- Born: Sarah Elizabeth Kelsoe February 28, 1932 Roseville, California, U.S.
- Died: March 5, 2022 (aged 90)
- Occupations: Restaurateur, chef
- Known for: Co-founder of The French Laundry, farm-to-table movement pioneer
- Spouse: Donald Schmitt (m. 1953–2017)
- Children: 5, including Karen Bates

= Sally Schmitt =

American restaurateur (c. 1931–2022)

Sally Schmitt (February 28, 1932 – March 5, 2022) was an American restaurateur who helped launch California's farm to table movement. She was the original chef and co-founder of The French Laundry.

==Biography==
Sally Schmitt was born Sarah Elizabeth Kelsoe in Roseville, California. She grew up on a farm and initially learned to cook from her mother. Sally studied Home Economics at the University of California, Davis and graduated from the University of California, Berkeley in 1952. The following year she married banker Donald Schmitt. Together the couple had five children. The couple relocated to Yountville, California in 1967, where Don managed the Vintage 1870 shopping center (today V Marketplace).

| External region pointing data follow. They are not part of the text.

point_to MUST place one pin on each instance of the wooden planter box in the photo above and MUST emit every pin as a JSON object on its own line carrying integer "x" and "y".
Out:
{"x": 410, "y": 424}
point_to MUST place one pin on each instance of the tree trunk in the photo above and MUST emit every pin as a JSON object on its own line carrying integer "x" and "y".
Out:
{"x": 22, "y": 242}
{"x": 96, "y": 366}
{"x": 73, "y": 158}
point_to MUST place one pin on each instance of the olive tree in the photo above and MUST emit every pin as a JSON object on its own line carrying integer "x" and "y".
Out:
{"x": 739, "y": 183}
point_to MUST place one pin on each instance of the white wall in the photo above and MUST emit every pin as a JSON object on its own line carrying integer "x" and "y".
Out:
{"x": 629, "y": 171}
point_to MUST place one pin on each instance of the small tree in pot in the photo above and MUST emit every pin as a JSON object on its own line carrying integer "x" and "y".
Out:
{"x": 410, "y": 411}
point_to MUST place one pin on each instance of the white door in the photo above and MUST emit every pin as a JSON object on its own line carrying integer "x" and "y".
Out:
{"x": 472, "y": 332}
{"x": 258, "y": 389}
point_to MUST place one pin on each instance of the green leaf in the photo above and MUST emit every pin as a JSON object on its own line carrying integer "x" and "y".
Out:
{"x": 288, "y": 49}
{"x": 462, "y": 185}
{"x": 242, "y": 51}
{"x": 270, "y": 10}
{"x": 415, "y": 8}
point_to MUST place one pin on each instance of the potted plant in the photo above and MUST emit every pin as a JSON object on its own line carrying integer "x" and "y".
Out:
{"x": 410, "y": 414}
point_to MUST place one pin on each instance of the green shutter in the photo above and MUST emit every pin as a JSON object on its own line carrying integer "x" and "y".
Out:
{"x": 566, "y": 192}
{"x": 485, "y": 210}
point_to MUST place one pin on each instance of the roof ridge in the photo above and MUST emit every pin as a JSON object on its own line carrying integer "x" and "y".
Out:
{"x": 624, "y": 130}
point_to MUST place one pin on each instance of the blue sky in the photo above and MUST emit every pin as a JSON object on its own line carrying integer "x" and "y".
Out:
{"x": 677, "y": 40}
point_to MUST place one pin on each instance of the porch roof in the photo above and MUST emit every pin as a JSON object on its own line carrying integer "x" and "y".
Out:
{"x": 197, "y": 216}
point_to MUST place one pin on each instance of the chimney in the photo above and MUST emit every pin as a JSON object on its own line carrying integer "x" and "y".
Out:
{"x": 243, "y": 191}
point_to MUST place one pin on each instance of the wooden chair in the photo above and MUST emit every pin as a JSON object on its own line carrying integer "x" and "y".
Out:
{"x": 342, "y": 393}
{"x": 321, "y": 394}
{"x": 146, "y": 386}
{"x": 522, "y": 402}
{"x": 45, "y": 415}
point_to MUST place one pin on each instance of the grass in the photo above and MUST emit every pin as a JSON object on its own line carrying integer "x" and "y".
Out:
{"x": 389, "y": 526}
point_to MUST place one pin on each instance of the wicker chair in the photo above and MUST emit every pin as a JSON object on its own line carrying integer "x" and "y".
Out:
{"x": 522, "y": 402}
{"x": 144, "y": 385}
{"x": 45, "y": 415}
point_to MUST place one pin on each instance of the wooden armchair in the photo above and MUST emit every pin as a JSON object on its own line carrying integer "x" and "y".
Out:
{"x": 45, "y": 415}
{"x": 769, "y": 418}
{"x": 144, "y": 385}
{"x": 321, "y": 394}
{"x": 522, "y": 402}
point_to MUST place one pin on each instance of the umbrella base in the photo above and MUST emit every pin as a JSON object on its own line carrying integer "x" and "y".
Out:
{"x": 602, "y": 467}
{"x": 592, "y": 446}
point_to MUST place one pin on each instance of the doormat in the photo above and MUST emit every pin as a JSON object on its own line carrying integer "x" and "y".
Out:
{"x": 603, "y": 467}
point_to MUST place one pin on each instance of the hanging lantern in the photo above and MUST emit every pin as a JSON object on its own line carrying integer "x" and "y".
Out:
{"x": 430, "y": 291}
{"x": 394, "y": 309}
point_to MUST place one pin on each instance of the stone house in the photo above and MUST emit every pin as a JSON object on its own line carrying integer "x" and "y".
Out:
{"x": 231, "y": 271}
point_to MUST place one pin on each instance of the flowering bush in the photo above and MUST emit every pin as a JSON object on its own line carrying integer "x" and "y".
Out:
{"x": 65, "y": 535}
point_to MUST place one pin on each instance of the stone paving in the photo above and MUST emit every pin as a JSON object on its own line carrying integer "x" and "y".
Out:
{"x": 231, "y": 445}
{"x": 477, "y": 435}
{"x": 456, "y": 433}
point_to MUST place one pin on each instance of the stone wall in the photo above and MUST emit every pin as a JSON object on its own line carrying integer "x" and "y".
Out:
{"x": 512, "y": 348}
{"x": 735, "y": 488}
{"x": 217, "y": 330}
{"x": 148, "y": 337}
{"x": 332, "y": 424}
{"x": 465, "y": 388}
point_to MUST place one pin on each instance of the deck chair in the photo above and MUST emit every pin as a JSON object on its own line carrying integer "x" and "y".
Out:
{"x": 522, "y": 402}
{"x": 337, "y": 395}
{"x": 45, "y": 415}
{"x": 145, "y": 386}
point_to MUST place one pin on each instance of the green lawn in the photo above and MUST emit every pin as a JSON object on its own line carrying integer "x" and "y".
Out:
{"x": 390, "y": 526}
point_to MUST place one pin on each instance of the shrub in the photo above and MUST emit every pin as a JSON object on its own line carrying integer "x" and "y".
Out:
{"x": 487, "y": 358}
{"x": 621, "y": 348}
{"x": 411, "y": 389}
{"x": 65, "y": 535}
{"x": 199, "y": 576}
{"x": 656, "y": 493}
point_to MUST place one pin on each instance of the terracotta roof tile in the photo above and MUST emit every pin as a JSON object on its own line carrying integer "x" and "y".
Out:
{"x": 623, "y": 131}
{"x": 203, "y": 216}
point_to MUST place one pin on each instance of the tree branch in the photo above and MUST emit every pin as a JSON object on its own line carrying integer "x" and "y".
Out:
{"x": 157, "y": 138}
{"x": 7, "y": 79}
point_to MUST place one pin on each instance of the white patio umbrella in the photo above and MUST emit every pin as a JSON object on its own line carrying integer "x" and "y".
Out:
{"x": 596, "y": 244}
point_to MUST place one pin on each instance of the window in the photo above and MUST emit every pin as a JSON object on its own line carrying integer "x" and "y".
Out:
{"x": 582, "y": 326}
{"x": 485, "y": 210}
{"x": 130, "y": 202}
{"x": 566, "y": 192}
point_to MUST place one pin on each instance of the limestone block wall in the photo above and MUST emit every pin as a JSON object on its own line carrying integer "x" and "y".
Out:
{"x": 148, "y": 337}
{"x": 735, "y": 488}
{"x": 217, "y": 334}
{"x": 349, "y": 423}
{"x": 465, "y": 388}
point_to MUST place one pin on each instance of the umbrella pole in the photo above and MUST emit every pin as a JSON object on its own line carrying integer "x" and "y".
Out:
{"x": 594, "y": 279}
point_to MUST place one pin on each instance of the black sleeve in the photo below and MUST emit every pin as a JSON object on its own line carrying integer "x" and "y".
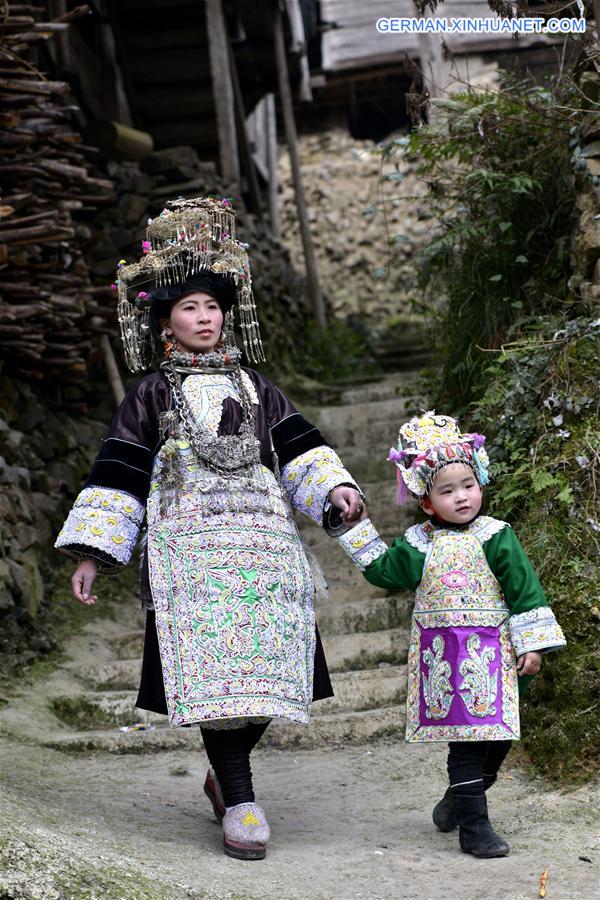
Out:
{"x": 124, "y": 462}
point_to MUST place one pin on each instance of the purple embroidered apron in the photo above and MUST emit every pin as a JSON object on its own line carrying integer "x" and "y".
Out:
{"x": 462, "y": 676}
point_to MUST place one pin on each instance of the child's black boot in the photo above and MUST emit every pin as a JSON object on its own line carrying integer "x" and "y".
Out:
{"x": 444, "y": 813}
{"x": 475, "y": 834}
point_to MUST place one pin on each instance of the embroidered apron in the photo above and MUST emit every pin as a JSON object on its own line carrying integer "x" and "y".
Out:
{"x": 462, "y": 677}
{"x": 232, "y": 590}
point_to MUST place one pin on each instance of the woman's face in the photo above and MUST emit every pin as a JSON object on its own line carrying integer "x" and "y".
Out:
{"x": 195, "y": 322}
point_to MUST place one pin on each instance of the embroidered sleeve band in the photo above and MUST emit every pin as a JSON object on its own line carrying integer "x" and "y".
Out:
{"x": 123, "y": 466}
{"x": 310, "y": 477}
{"x": 294, "y": 436}
{"x": 536, "y": 629}
{"x": 104, "y": 525}
{"x": 363, "y": 544}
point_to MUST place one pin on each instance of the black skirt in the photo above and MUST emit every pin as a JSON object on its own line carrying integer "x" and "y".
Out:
{"x": 152, "y": 691}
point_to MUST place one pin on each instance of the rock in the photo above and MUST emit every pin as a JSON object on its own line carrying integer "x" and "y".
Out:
{"x": 29, "y": 588}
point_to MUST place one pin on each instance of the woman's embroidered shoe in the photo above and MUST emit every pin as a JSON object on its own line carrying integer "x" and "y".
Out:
{"x": 212, "y": 789}
{"x": 444, "y": 813}
{"x": 245, "y": 832}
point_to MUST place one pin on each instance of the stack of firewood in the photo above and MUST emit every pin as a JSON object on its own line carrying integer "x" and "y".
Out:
{"x": 49, "y": 311}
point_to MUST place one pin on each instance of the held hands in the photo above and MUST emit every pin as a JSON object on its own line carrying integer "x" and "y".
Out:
{"x": 349, "y": 502}
{"x": 82, "y": 582}
{"x": 529, "y": 663}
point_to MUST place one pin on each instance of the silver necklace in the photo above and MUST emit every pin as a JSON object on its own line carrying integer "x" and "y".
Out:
{"x": 223, "y": 454}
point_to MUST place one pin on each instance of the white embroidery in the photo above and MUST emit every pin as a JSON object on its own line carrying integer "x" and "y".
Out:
{"x": 105, "y": 520}
{"x": 418, "y": 538}
{"x": 363, "y": 544}
{"x": 206, "y": 393}
{"x": 536, "y": 629}
{"x": 308, "y": 479}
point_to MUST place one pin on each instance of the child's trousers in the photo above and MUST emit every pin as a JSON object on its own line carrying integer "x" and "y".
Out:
{"x": 473, "y": 766}
{"x": 228, "y": 751}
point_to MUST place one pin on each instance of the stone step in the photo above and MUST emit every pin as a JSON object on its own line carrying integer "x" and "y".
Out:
{"x": 364, "y": 426}
{"x": 387, "y": 389}
{"x": 343, "y": 651}
{"x": 324, "y": 730}
{"x": 347, "y": 652}
{"x": 354, "y": 691}
{"x": 119, "y": 675}
{"x": 341, "y": 614}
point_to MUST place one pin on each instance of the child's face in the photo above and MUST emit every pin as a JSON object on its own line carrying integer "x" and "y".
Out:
{"x": 455, "y": 495}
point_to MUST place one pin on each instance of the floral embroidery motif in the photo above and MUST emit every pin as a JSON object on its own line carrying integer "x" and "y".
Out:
{"x": 479, "y": 688}
{"x": 310, "y": 477}
{"x": 233, "y": 594}
{"x": 536, "y": 629}
{"x": 455, "y": 579}
{"x": 437, "y": 689}
{"x": 206, "y": 393}
{"x": 458, "y": 591}
{"x": 363, "y": 544}
{"x": 104, "y": 520}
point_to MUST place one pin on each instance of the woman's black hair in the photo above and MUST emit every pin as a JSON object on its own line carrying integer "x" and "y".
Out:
{"x": 221, "y": 287}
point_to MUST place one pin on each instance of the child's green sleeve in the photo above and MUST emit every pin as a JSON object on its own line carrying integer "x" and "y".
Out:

While Don managed the shopping center, Sally took charge of the Vintage Cafe, a burger joint with soda fountain and Napa Valley's first and only espresso machine. Within three years, she had opened The Chutney Kitchen restaurant in a vacant corner of Vintage 1870, designing her own kitchen to use for the restaurant and for making chutney to sell to her customers.

The Schmitts opened the French Laundry restaurant on February 7, 1978. The restaurant served one prix fixe dinner a night, and every day there was a different menu: a choice of three starters, a soup, an entree, a green salad with cheese and a choice of three desserts. Both the food and wine were locally sourced. The menu featured rustic French fare. Former San Francisco Chronicle critic Michael Bauer called Sally "a true pioneer" not only for being a female chef in a male-dominated sphere, but also for offering an all-California wine list. The tables were booked months in advance. The restaurant was so popular that even culinary luminaries such as Julia Child and Jeremiah Tower had to pull strings to get a table.

The couple sold the restaurant to chef Thomas Keller in 1994. Keller kept the name of Schmitt's restaurant and continued Sally's tradition of inviting guests into the kitchen after a meal. He also pays tribute to her annually by serving one of her prix fixe menus. Keller also marks The French Laundry's birthday on February 9 — the day the Schmitts first opened its doors to the public, not the day he opened his iteration of the establishment.

The Schmitts later helped operate the Apple Farm in Philo, California with their daughter Karen Bates. Grandson Perry Hoffman also worked at Apple Farm and is now a Michelin starred chef.

Don Schmitt died in 2017. Sally Schmitt died on March 5, 2022, at the age of 90. Her cookbook, Six California Kitchens, was released posthumously in April 2022.